Я смутился и решил на будущее воздержаться от обывательских ремарок.

– Был америкосовский “Вудсток” из морёного дуба. Крышки подпружиненные, полировка такая, что Страдивари б охуел от зависти! Струны натягивай и ебошь! Смотрел “Визит к Минотавру”? Нет? Да ты чё? Я как раз в армии служил, когда его по телеку показывали. – У Чернакова масляно заблестели глаза. – Там Каменкова молодая играла помощницу следователя. Ну, такая ж цыпа была! Каждую ночь на неё как бешеный надрачивал, – он мечтательно закусил губу и изобразил рукой блудливый жест. Засмеялся. – Сам виноват. А нехер было сессию заваливать на четвёртом курсе!..
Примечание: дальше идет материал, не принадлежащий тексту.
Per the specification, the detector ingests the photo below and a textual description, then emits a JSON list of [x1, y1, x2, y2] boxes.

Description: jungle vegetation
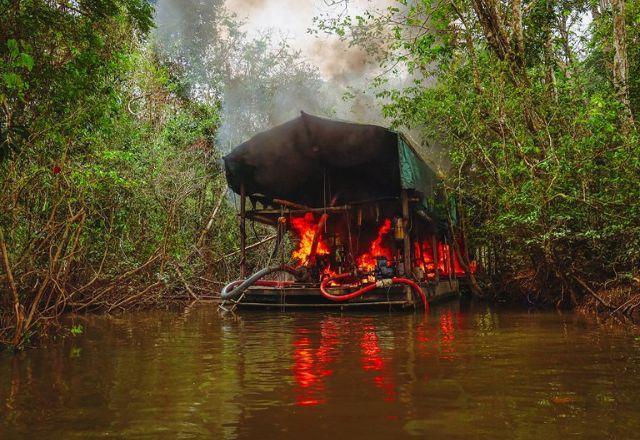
[[317, 0, 640, 317], [0, 0, 640, 347], [0, 0, 319, 347]]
Внутри ничто не напоминало депо – разве что сумрачные потолки с закопчёнными исполинскими балками. Чтобы полюбоваться ими, нужно было задирать голову, но только видно их было всё равно плохо, потому что примерно на высоте четырёх метров через весь коридор тянулся стальной трос, на который крепились одинаковые яркие плафоны. Всё пространство делилось перегородками, обшитыми листами гипсокартона.

– Был “Шелдон Вуд” из лиственницы, – вдохновенно вспоминал Чернаков. – Испанские гробы часто заказывал, – он загибал пальцы, – итальянские – бук, орех. Чешские гробы. Хоть и сосна, но суперски обработанная. И с выдумкой – окошечки на верхней крышке, деревянная аппликация, бронза, резьба. В общем, рафинированная европейская эстетика. Но стоили при этом раз в пять меньше.

– А в чём разница?

Чернаков оглянулся, точно нас могли подслушать:

– По сути, ни в чём. Так же, как с тачками. И “мерседес”, и какая-нибудь “шкода” сделаны для того, чтобы перевезти жопу из пункта “А” в пункт “Б”. Всё остальное – вопрос престижа и кошелька. А здесь, – он повёл рукой вдоль внушительного стеллажа, загруженного гробами – красными, синими, лиловыми, фиолетовыми, с чёрной траурной каймой, без неё, в каких-то кружевных оборках, – чистое торжество духа! По шестьсот пятьдесят рэ на похороны эконом-класса…

Как ни странно, печальное их разноцветие не вызывало таких тревожных эмоций, как алый гроб, который при мне грузили в машину люди Чернакова. Может, потому, что эти изделия были ещё ничейными и напоминали мягкую мебель. Да и пахло тут как в мебельном магазине – деревом, столярным клеем, тканями.

За стеллажом в перегородке было проделано подобие низкого окна или проёма, через который тянулась чёрная лента грузового транспортёра, похожая на вывалившийся язык дохлого дракона. Лента соединяла склад с соседним боксом.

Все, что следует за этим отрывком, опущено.